Multiple data pools use-cases

Ceph File System (CephFS) supports creating multiple data pools in a CephFS volume. Each data pool can be assigned to a dedicated subvolume or directory in the same file system. This helps administrators optimize their Ceph cluster’s performance and storage behavior.

CephFS is a distributed, POSIX-compliant file system. All CephFS deployments require a metadata RADOS pool. By default, a single, additional RADOS pool is provisioned for file data. Deploying additional data pools can be beneficial for supporting multiple workloads, storage media types, and data protection strategies.

Note: When creating a new CephFS, it is recommended to configure the initial data pool as a replicated SSD pool, rather than using Erasure Coding (EC) or deploying on HDDs. The CephFS metadata and default data pools may be colocated on the same SSDs.
Note: If you do not configure the first data pool as a replicated SSD pool, the configurations cannot be retrofitted unless you:
  • Recreate the entire CephFS filesystem
  • Migrate all existing data to the new setup

The following lists the use-cases for multiple data pools:

Layered file services

Assign dedicated data pools to subvolumes used for NFS shares or SMB shares. This isolates protocol-specific workloads and enables targeted performance tuning.

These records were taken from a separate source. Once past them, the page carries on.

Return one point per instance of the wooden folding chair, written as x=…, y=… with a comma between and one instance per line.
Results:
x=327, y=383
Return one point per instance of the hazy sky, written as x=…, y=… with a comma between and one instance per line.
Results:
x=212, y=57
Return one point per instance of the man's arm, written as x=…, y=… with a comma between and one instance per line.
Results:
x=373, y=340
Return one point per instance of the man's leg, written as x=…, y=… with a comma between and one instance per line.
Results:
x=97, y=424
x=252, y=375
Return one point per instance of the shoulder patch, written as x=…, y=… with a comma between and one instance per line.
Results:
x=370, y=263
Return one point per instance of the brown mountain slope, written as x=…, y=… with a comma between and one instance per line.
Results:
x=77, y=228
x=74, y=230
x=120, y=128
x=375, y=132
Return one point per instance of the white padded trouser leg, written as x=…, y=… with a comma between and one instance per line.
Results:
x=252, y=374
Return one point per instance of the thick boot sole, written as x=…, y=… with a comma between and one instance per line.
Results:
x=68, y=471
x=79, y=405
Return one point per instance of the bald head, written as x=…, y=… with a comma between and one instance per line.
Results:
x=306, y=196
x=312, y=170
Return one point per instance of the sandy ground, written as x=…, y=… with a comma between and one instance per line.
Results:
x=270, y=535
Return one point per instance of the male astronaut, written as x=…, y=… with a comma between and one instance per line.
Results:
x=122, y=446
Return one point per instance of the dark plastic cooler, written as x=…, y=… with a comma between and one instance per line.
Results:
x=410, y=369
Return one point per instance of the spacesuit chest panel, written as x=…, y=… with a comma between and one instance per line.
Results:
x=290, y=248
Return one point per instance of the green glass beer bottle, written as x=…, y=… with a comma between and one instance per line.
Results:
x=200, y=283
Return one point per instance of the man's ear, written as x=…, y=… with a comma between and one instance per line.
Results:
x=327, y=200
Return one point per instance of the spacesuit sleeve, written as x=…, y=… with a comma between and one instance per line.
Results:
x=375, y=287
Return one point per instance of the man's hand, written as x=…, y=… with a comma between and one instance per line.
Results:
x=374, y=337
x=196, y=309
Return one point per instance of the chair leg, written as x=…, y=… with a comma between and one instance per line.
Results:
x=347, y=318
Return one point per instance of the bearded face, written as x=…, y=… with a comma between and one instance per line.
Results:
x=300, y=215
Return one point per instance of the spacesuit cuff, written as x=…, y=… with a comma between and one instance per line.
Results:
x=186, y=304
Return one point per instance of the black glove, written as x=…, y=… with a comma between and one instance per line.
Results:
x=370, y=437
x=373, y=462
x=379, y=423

File System as a Service (FSaaS)
Service providers can offer differentiated storage tiers by mapping subvolumes to pools with distinct performance and durability characteristics.
Workload segmentation
Assign different workloads to subvolumes or directories backed by pools optimized for their specific needs. For optimized performance and cost efficiency:
  • Use fast media (SSDs) and replicated pools for throughput-intensive workloads requiring low latency and high IOPS.
  • Store archival or infrequently accessed data in subvolumes or directories backed by erasure-coded (EC) HDD or Quad-Level Cell (QLC) SSD pools to reduce total cost of ownership (TCO) while maintaining durability.

Benefits of using multiple pools

Administrators can optimize their Ceph clusters by aligning subvolume configurations with workload priorities by selecting appropriate attributes.

Table 1. Attribute selection considerations for CephFS optimization
Attributes Types
Data Protection Scheme Replicated pools EC pools
Recommended for performance-sensitive workloads. Suitable for cost-efficient, durable storage.
Storage Media SSD HDD or QLC SSD
High throughput and low latency. Cost-effective capacity for less demanding workloads.
Performance vs. Cost Trade-offs Throughput-optimized TCO-optimized
SSDs with replication for high-performance workloads. HDDs or QLC SSDs with erasure coding for archival or backup workloads.

By leveraging these attributes and following recommendations, administrators can optimize CephFS deployments to meet diverse operational requirements.